Parmi les mots de l’année 2020, on retiendra « complotiste ». Il remplace désormais forcené, ou sociopathe. Qualifier quelqu’un ou une idée de complotiste dispense de l’entendre ou de l’examiner. Pourtant le complotisme vaut la peine qu’on le mette en examen, plus, d’ailleurs, par ce qu’il révèle de non-dit que par ses théories fumeuses. Car les thèses du complot dissimulent toujours des arrière pensées, des stratégies politiques ou des insatisfactions, au regard des faits réels, et de leur présentation.


Les théories du complot ont toujours existé. Elles flattent l’esprit romanesque. Elles aiguisent l’imaginaire. Mais le ressort de ce phénomène, qui a pris depuis le développement des réseaux sociaux une ampleur sans précédent, réside dans la suspicion qui affecte la parole publique, ses relais que sont les médias et ceux qui s’y produisent. Le problème est d’expliquer ce discrédit. Autrement dit comment est-on passé de “c’est vrai, puisque c’est dans le journal”, à “on nous ment, on nous cache tout”, donc la vérité est ailleurs.


Les gouvernants ne sont pas plus cachotiers de nos jours que jadis, ce n’est pas non plus une question de régime politique, la défiance a atteint aussi bien les capitalistes que les communistes, les libéraux que les dictatoriaux.

Ce qui a changé est la diffusion immédiate de l’information brute de décoffrage. Une information sans filtre inonde le Monde. Les faits sortent de leur boite comme des diables à ressort. Et aussitôt, chacun s’en fait une opinion. Il voit midi à sa porte. Viennent ensuite les interprétations officielles, et celles-ci sont soumises à un arsenal critique d’autant plus large que sur les réseaux sociaux, les influenceurs ont chacun leur avis.


Face à une théorie complotiste les médias officiels sont sur la défensive. Ils se bardent de conseillers en communication (les spin doctors) et plus ceux-ci sont avisés, moins ils paraissent sincères.

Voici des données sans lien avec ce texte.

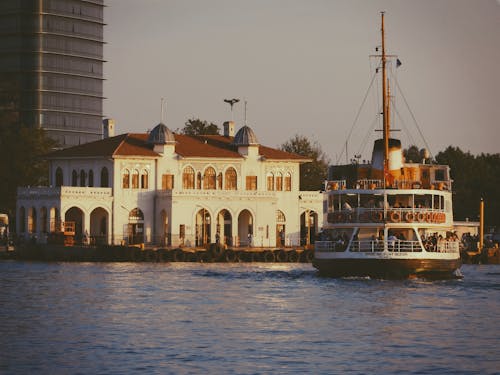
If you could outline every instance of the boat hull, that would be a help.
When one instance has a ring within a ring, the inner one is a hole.
[[[460,259],[313,259],[319,273],[330,277],[456,278]]]

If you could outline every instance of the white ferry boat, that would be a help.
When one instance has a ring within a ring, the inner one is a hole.
[[[381,30],[383,138],[371,162],[330,167],[313,265],[335,277],[454,277],[461,262],[450,170],[425,152],[422,162],[406,162],[391,137],[383,13]]]

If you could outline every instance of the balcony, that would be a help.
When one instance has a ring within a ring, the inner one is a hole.
[[[43,199],[43,198],[110,198],[112,188],[97,187],[20,187],[17,188],[18,199]]]

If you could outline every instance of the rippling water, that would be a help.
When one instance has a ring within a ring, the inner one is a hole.
[[[499,373],[500,267],[462,273],[0,262],[0,373]]]

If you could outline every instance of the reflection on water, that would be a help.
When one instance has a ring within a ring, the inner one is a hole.
[[[499,266],[0,262],[0,373],[495,373]]]

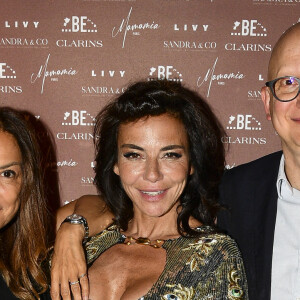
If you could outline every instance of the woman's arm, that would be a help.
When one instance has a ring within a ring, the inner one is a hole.
[[[82,247],[84,226],[62,223],[73,213],[87,220],[90,236],[102,231],[113,221],[113,214],[107,209],[104,201],[95,195],[82,196],[58,210],[57,235],[51,264],[52,300],[60,300],[60,295],[64,300],[71,300],[71,292],[74,300],[87,300],[89,296],[88,276],[85,275],[87,267]],[[75,284],[70,285],[70,282]]]

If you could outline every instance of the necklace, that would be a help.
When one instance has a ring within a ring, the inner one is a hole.
[[[132,236],[124,235],[124,237],[125,237],[124,244],[126,244],[128,246],[138,244],[138,245],[150,246],[153,248],[161,248],[161,246],[165,242],[165,240],[159,240],[159,239],[151,241],[150,239],[145,238],[145,237],[138,237],[137,239]]]

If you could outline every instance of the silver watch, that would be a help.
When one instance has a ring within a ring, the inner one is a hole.
[[[86,241],[88,240],[89,238],[89,226],[88,226],[88,223],[87,223],[87,220],[85,217],[81,216],[81,215],[77,215],[77,214],[72,214],[70,216],[67,216],[63,222],[68,222],[68,223],[71,223],[71,224],[81,224],[83,225],[83,228],[84,228],[84,238],[83,238],[83,243],[86,243]]]

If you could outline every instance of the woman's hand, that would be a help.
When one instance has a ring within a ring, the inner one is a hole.
[[[61,224],[57,231],[51,262],[52,300],[88,300],[89,282],[82,247],[82,225]]]

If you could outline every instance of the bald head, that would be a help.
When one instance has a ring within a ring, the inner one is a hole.
[[[289,71],[286,62],[291,61],[292,56],[300,57],[300,23],[288,28],[275,44],[269,61],[268,80],[293,75],[288,73],[278,75],[282,68],[286,68],[286,72]]]

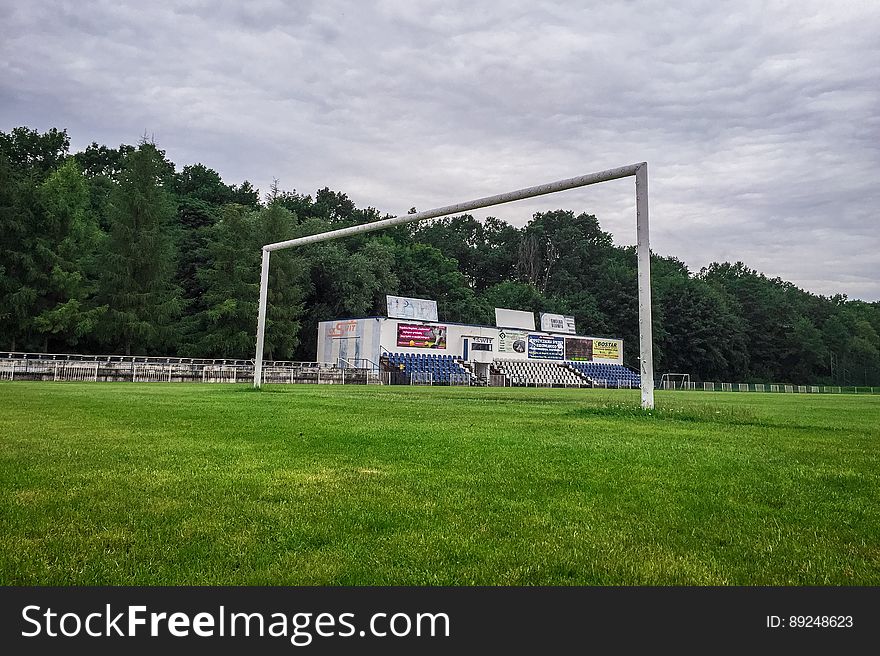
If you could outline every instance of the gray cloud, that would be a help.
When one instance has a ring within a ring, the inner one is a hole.
[[[474,6],[476,5],[476,6]],[[646,160],[652,245],[880,299],[869,2],[7,3],[0,129],[146,130],[227,181],[389,213]],[[631,181],[494,208],[595,213]]]

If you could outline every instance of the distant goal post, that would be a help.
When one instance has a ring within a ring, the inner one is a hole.
[[[691,389],[690,374],[666,373],[660,377],[660,389]]]
[[[648,239],[648,164],[640,162],[629,164],[615,169],[588,173],[574,178],[548,182],[534,187],[526,187],[516,191],[509,191],[495,196],[487,196],[476,200],[438,207],[425,212],[395,216],[390,219],[373,221],[361,225],[330,230],[317,235],[288,239],[286,241],[266,244],[263,246],[262,268],[260,270],[260,304],[257,313],[257,352],[254,358],[254,387],[259,388],[263,379],[263,346],[266,336],[266,306],[269,284],[269,256],[272,251],[278,251],[294,246],[304,246],[331,239],[340,239],[351,235],[358,235],[375,230],[383,230],[404,223],[436,219],[452,214],[462,214],[471,210],[493,205],[501,205],[535,196],[555,194],[568,189],[586,187],[600,182],[609,182],[620,178],[635,177],[636,187],[636,253],[638,264],[638,288],[639,288],[639,373],[641,378],[642,407],[651,409],[654,407],[654,355],[653,336],[651,330],[651,252]]]

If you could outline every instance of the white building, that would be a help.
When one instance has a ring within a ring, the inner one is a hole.
[[[452,356],[485,376],[493,361],[623,364],[623,341],[563,333],[388,317],[318,324],[317,360],[379,368],[383,355]]]

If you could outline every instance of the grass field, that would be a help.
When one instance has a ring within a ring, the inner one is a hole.
[[[5,585],[878,585],[880,397],[0,383]]]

Reçues par le même canal d'un écran (smartphone, tablette, PC, ou télévision) toutes les informations parviennent dans le même état. Il n’y a aucune différence de provenance technique entre une nouvelle passée au crible d’une Presse scrupuleuse, et une fake news, vérité falsifiée qui dès lors qu’elle s’adresse à l’émotion touche bien plus facilement sa cible. Les médias qui tentent de coloniser le temps ce cerveau disponible, s'adressent surtout aux trippes. Ils copient les méthodes des flibustiers du web, et au lieu d'en être les arbitres, ils en paraissent les concurrents.

La réaction des professionnels de l’information est malheureusement de lutter contre le sensationnel par du sensationnel, de sorte que cette surenchère relègue la raison au placard des ustensiles encombrants.

La vérité n'est, autant que l’on puisse l’approcher, jamais simple et univoque, elle n’est pas non plus totalement relative, dépendant du point de vue qu’on s’en fait par rapport à l’idée qu’on en a. La vérité a un poids spécifique dans un certain contexte. Changez la narration et les faits changent de portée. Or la communication a supprimé la narration.

La démarche honnête est de toujours se situer par rapport à ses options fondamentales. Mais les faits sont les faits, si on en occulte une partie, cela devient une fable.


Ainsi le complotisme n’aura qu’à échanger une fable contre une autre.


Ce n’est qu’en résistant à la tentation de l’immédiat, et en se donnant le luxe du commentaire que l’on défend la vérité. Un proverbe arabe dit qu’il faut suivre le menteur jusqu’à la porte de sa maison. C’est ainsi que l’on répond aux complots supposés en les suivant jusqu’au bout de leur démonstration, et en les plaçant devant leurs contradictions. Mais ceci est un travail. On préfère le plus souvent crier haro sur le complotiste, et cela en fait un martyr.